Their third album, 1984’s Stay Hungry, featured huge hits “We’re Not Gonna Take It” and “I Wanna Rock,” and propelled the heavily made-up Snider and his flowing golden locks into an international icon. Snider further permeated the cultural landscape when he testified in Senate hearings in 1985 instigated by the Parents Music Resource Center (PMRC), which wanted to introduce a parental warning system that would label all albums containing offensive material.
After leaving the band in 1987, Snider went on to a successful career, both as a solo artist and as an entertaining and outspoken radio talk show host. He’s making his first appearance in Israel on July 2 at Reading 3 in Tel Aviv, returning to his metal roots with a crack new band and a lot of energy.
So many bands coming out of the New York area in the mid-1970s had a huge visual element – from the NY Dolls to The Ramones to Kiss. Did you feel part of that?
Definitely. There must have been something in the water from that part of the country. I would say that the New York Dolls were more of an influence on me, but I was definitely a Kiss fan. They were in Queens and I was in Nassau County, but there was a buzz about them – the makeup and all that stuff.
When I joined Twisted Sister in 1976, they had been together for three years and they were a Dolls clone, wearing women’s clothing and makeup. I got them to change the image when I joined, after meeting my future wife. She explained to us that we weren’t pretty, prancing around with makeup on, we were scary. ‘You need to forget about wearing dresses, you’re little monsters.’ So she started making clothes for the band shortly after that. The outfits slowly started evolving into this Raggedy-Ann-on-acid look, tattered, post-apocalyptic or whatever.
You became a huge star in your early 20s, just when you were newly married and starting a family. How did you balance that?
That was a choice I made in what I wanted out of life. I wanted to be married and have kids, that was my rock & roll lifestyle. I was very unusual. Despite my stage appearance, I didn’t do drugs or drink, I worked out.
I was this odd man out in the music community – they looked at me like I was an alien and I looked at them they like they were insane. ‘You do realize life is a marathon and not a sprint, right? I don’t want to be in the ‘27’ club, I want to be in the ‘87’ club.’
You’ve had a lot of success in radio. How did you adapt from being onstage in front of thousands  to being faceless behind a microphone?
It’s a different skill set, but fortunately I’ve been blessed with many skill sets. You can’t assume that just because you’re good at one thing that you’ll be a natural at the other. But radio has been a second career for me for 25 years.
The best way to describe it is to tell you the title of my memoirs: Shut Up and Give me the Mic. I love microphones, whether it’s in the studio or on a stage, just give me the damn mic.
You just released a song from your forthcoming album called ‘Tomorrow’s No Concern.’ Does that reflect that your philosophy?

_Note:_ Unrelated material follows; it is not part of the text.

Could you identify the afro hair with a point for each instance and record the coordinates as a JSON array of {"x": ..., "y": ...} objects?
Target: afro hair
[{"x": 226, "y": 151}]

Very much so. What was done yesterday is of no concern, you can keep it. I’ve always been a person who would rather talk about what I’m currently doing, which hasn’t sold anything yet, rather than about whatever I did in the past, no matter how great it was.
I’m proud of my accomplishments and I loved Twisted Sister, but I always focus on the new thing. There’s so many new and exciting projects. That’s what fuels me. The past is great but it doesn’t make you want to get up in the morning and charge forward.